Pollinators at Work in the Gardens

Pollinators at Work in the Gardens

The gardens at the Union Mills Homestead have been graced the last few weeks by beautiful butterflies that flutter from plant to plant providing hours of entertainment for visitors to the site. Butterflies and other pollinators are certainly fun to watch, but also perform an important role in the garden.

Early Planning Pays Later in the Season

Monarch Caterpillar

A Monarch caterpillar enjoying some milkweed in the Union Mills Homestead gardens. (Helen Hecht photo)

You may recall that the slogan for our Flower & Plant Market this year was “Rooted in History, Growing the Future.” That phrase evoked several aspects of the sale but one was the need for good landscape planning. We stressed that many of the plants offered at the sale would help your garden come alive with color and attract important pollinators, like beautiful butterflies. At the Union Mills Homestead our horticulturalist, Helen Hecht, carefully plans with an eye to shapes and colors, but also for making the habitat friendly to butterflies and other pollinators. Among the steps that can be taken to attract butterflies: provide native plants offering nectar and pollen as well as food for young caterpillars. Did you know that Monarch caterpillars only eat milk weed? While many gardeners weed out this plant, our horticulturalist makes sure she leaves them in the gardens so the caterpillars have plenty to eat! These efforts have paid off, if you look carefully there are many caterpillars now in the gardens at the Union Mills Homestead.  And caterpillars are also an important food source for many bird species.

What are Pollinators?

Butterflies at the mill

A swallowtail butterfly enjoying an Echinacea at Union Mills.
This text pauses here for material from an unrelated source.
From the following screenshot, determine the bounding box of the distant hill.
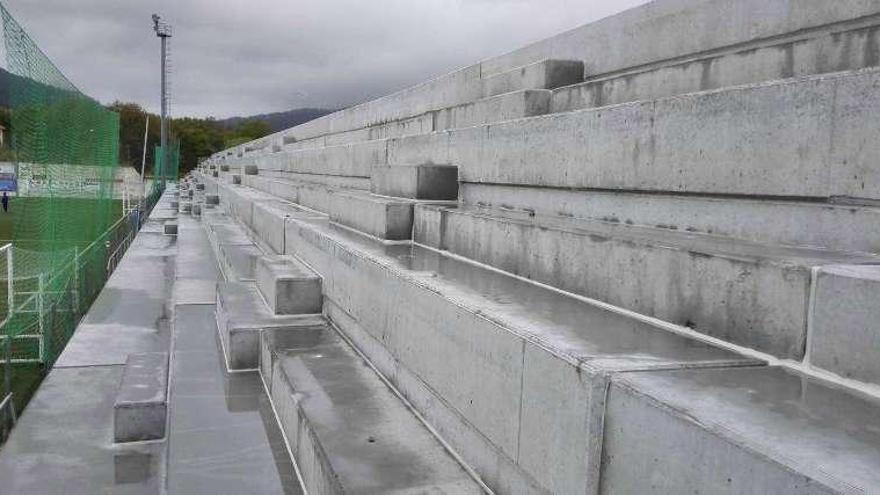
[217,108,336,132]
Pollinators are anything or anyone that transfers pollen from one flower to another. Typical pollinators in a garden are butterflies, bees and hummingbirds, or other small creatures that are attracted to flowers in bloom. Pollinators are drawn to flowers for food, like nectar, and brush against the sticky pollen that they move from plant to plant. Pollinators play an important part in our ecosystem, and are responsible for reproduction in most flowering plants and the production of most fruits and vegetables. Did you know that the simple act of pollination is needed for one out of every three bites of food we eat?  Some good sources for information are: www.pollinator.org and www.fws.gov/pollinators/ both of which we used for some of the information in this post. So come out and enjoy the gardens and the beautiful butterflies with a better appreciation of the important role these pollinators play!